Francisco Mendoza / Diario de Chiapas
En el último reporte de la Dirección General de Epidemiología, con fecha de corte del 15 de noviembre, en Chiapas en este 2021 se han registrado 621 casos de VIH, señaló Miguel Ángel Palafox Palacios, médico especialista en Epidemiología a cargo de la atención de pacientes que viven con VIH/SIDA.
En el marco del Día Mundial del Sida, el especialista dijo que, los números en razón a los contagios son realmente bajos en Chiapas en comparación con algunos estados de la República que tienen cifras más altas.
“Realmente los cinco estados con más tasas por habitante, es Quintana Roo en primer lugar, en segundo Colima, en tercer lugar, Campeche, seguido de Tabasco y en último Yucatán; Chiapas está en la media”.
Sin embargo, dijo que Chiapas tiene un perfil diferente a los estados antes mencionados, ya que Chiapas es una entidad de paso; “tenemos una población fluctuante migrante, tenemos personas que trabajan en fuera del estado y estas personas están expuestas a contagiarse y traer la enfermedad a nuestra entidad y que siga la propagación de la enfermedad”.
El especialista señaló que, a 40 años de la aparición de esta enfermedad, la medicina actual conoce bien el virus sus dos clases de cepas y como actúa, por lo que es preciso que las personas que tienen este padecimiento, sigan las indicaciones para tener una mejor calidad de vida.
Además, dijo que existen muchos mitos de contagio de esta enfermedad que, a pesar de los años, se siguen creyendo como el contagiarse de VIH por estar en el mismo cuarto con la persona infectada.

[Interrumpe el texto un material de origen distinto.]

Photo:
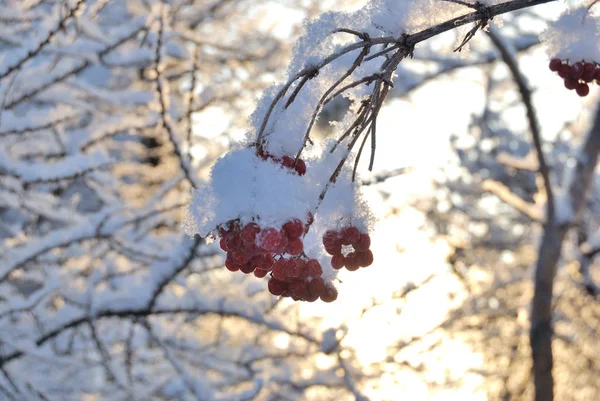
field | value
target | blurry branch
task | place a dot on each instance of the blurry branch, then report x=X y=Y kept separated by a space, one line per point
x=163 y=99
x=573 y=198
x=120 y=312
x=75 y=70
x=386 y=175
x=505 y=194
x=166 y=280
x=51 y=34
x=349 y=380
x=534 y=127
x=588 y=253
x=527 y=163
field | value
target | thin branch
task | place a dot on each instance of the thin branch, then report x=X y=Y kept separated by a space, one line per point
x=534 y=125
x=162 y=101
x=34 y=52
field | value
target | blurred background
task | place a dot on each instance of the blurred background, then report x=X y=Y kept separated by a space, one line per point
x=110 y=110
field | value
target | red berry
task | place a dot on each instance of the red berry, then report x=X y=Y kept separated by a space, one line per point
x=300 y=167
x=299 y=289
x=571 y=83
x=293 y=228
x=249 y=232
x=578 y=69
x=588 y=76
x=262 y=261
x=309 y=218
x=332 y=242
x=589 y=67
x=282 y=247
x=279 y=270
x=317 y=286
x=311 y=297
x=233 y=241
x=329 y=295
x=565 y=71
x=313 y=268
x=351 y=261
x=350 y=235
x=277 y=287
x=365 y=258
x=363 y=243
x=555 y=64
x=295 y=247
x=239 y=257
x=268 y=262
x=269 y=239
x=338 y=261
x=583 y=89
x=287 y=161
x=247 y=268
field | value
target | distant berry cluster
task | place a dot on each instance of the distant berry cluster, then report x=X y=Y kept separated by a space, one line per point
x=286 y=161
x=576 y=76
x=361 y=256
x=278 y=252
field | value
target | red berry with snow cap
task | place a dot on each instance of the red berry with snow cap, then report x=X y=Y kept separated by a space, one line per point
x=277 y=287
x=248 y=233
x=350 y=235
x=294 y=228
x=313 y=268
x=555 y=64
x=363 y=243
x=295 y=247
x=583 y=89
x=338 y=261
x=332 y=242
x=269 y=239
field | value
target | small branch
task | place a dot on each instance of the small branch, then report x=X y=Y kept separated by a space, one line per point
x=534 y=126
x=33 y=53
x=162 y=101
x=541 y=332
x=504 y=193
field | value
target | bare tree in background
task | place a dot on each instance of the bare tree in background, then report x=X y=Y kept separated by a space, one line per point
x=102 y=295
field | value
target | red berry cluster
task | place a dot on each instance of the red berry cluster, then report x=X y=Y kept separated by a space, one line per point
x=576 y=76
x=252 y=249
x=286 y=161
x=361 y=242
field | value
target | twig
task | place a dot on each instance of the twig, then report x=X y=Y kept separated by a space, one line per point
x=534 y=126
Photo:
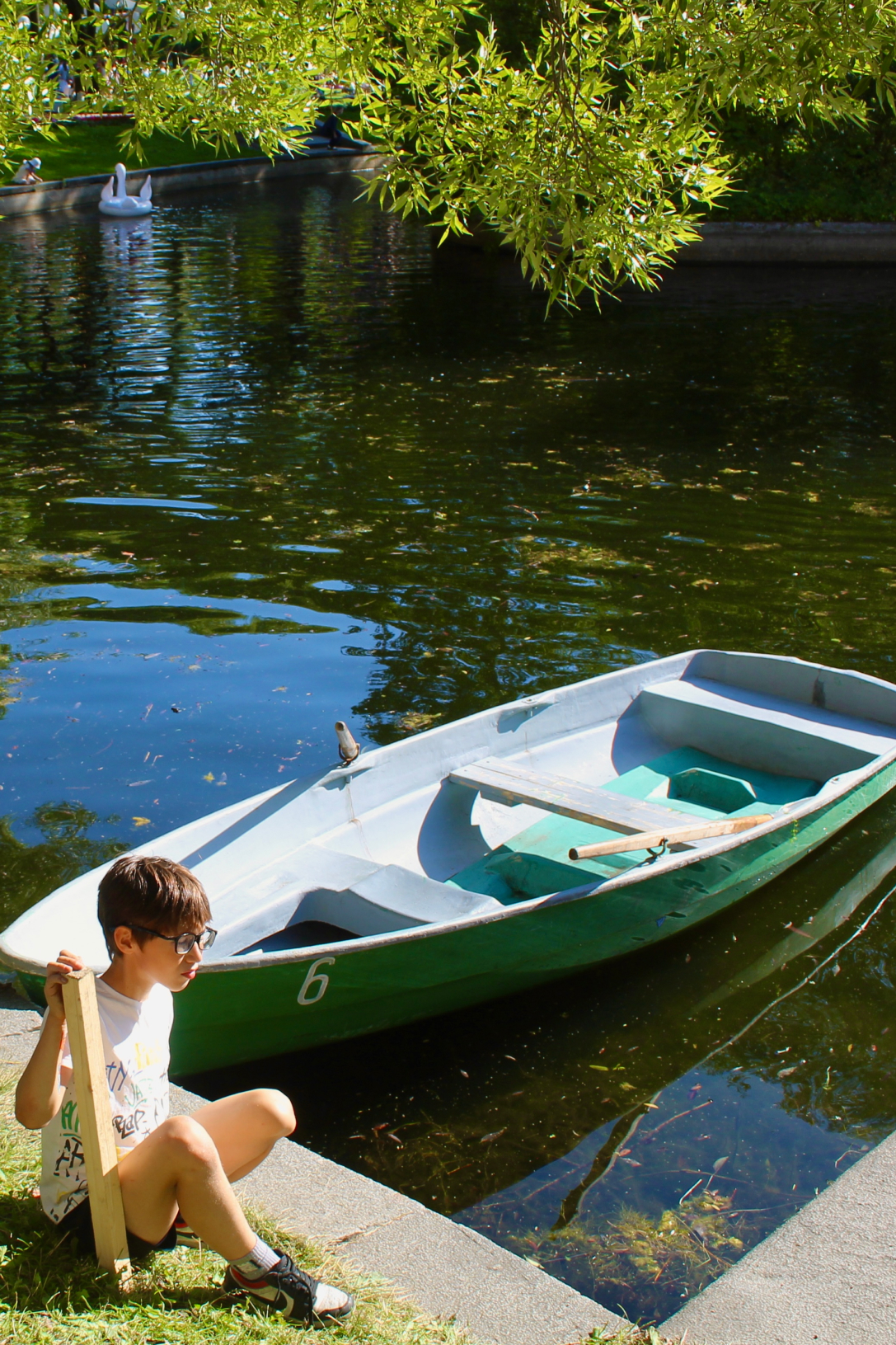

“Para empezar las personas que están infectadas y no saben que lo están, tienen mucha carga viral en su sangre, siendo la vía sanguínea la de mayor transmisión, seguida de la sexual y en tercer lugar a través de la leche materna”.
La saliva como tal, no tiene una carga viral elevada y el riesgo de infectarse por un beso es mínimo, a menos que sea un beso apasionado (con mordidas), esto conllevaría a cierto flujo de sangre y ahí sí sería transmisible.
Otro de los mitos es que poco después de la infección por el VIH aparecen síntomas físicos evidentes; la realidad es que algunas personas presentan fiebre, dolor de garganta, fatiga y pérdida de apetito en las tres a seis semanas posteriores a la infección. Sin embargo, el 30 al 50 por ciento de las personas infectadas por el VIH nunca experimentan síntomas en la fase inicial de la infección.
Actualmente el número de mujeres infectadas por el VIH está aumentando, las mujeres pueden infectarse al mantener relaciones sexuales vaginales, orales o anales sin protección con una pareja infectada por el VIH, al compartir agujas o jeringas contaminadas para administrarse drogas intravenosas o al recibir una transfusión de sangre contaminada. También pueden transmitir el VIH a su hijo durante el embarazo, el parto o a través de la lactancia materna.
Para que una persona controle la enfermedad, necesita saber su estado serológico, “si sé que he tenido prácticas de riesgo como sexo sin preservativo, o alguna conducta que me haga pensar que tenga una enfermedad de transmisión sexual, primero debemos hacernos la prueba y si sales positivo, la manera de controlarlo es tomando un tratamiento retroviral, los cuales han evolucionado hasta ser poco tóxicos y muy efectivos”.